Ese Sábado de Gloria, no habían sucedido hechos de importancia. En las zarabandas y cantinas se bailaba y se tomaba cerveza y guaro sellado. Los hombres mostraban amistad y no había diferencias ni malentendidos. Los que estaban a la orilla del mar disfrutaban de las olas que iban y venían, ante una marea tranquila y reposada. Nadie imaginaba lo que iba a suceder momentos después. Y es que Domingo se bañaba tranquilamente y sin contrariarse con nadie. De repente, por el poniente, apareció Júpiter Lucero Brillante, caminando entre las olas, con los ojos colorados y un filoso puñal en la mano derecha, reclamándole a Domingo, que lo había desplazado del amor de las rockoleras. Cuando lo tuvo cerca, le tiró la primera cuchillada, como para partirle la panza. Domingo se hacía los quites ante cada arremetida que le tiraba y una casi le rasgó el ombligo, saliéndole un hilillo de sangre que se le escurrió por la pierna derecha y le llegó al ojo del pie. “-Contenete, Lucero, porque te puedo disparar-”, fue la advertencia que todos escucharon. Júpiter Lucero Brillante no le hizo caso y siguió tirándole puñaladas a diestra y siniestra, hasta que un solo tiro 38 le atravesó el corazón. Cuando cayó boca abajo, lo cubrió una pequeña ola espumosa y una mancha roja coloreó las partes blancas del agua al volver mar adentro. En vano trataron de darle respiración boca a boca, pues murió en un segundo. En el horizonte, la oscuridad de la noche principió a llegar y sólo se veían las siluetas de la gente que se arremolinó para ver al muerto.
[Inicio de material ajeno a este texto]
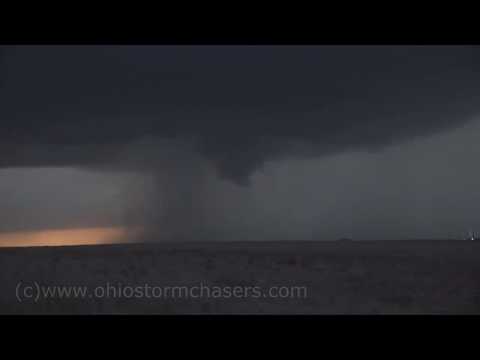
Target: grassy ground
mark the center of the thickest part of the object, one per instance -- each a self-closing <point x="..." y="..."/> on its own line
<point x="343" y="277"/>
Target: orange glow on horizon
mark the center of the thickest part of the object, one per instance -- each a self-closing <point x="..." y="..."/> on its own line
<point x="65" y="237"/>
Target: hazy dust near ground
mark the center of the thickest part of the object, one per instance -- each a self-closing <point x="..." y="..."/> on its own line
<point x="336" y="278"/>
Y cuentan que Júpiter Lucero Brillante se quedó con los ojos abiertos, viendo la luz de Júpiter y Marte que ya rutilaban en el cielo, tal como los vio su padre en la madrugada en que se separó del vientre de Bertalina Brillante. Cuando llegó el juez a levantar el cadáver, se concretó a decir: ¡Así tenía que terminar Lucerito! Dio media vuelta y se fue con los dos policías que cargaron el cadáver rumbo al embarcadero.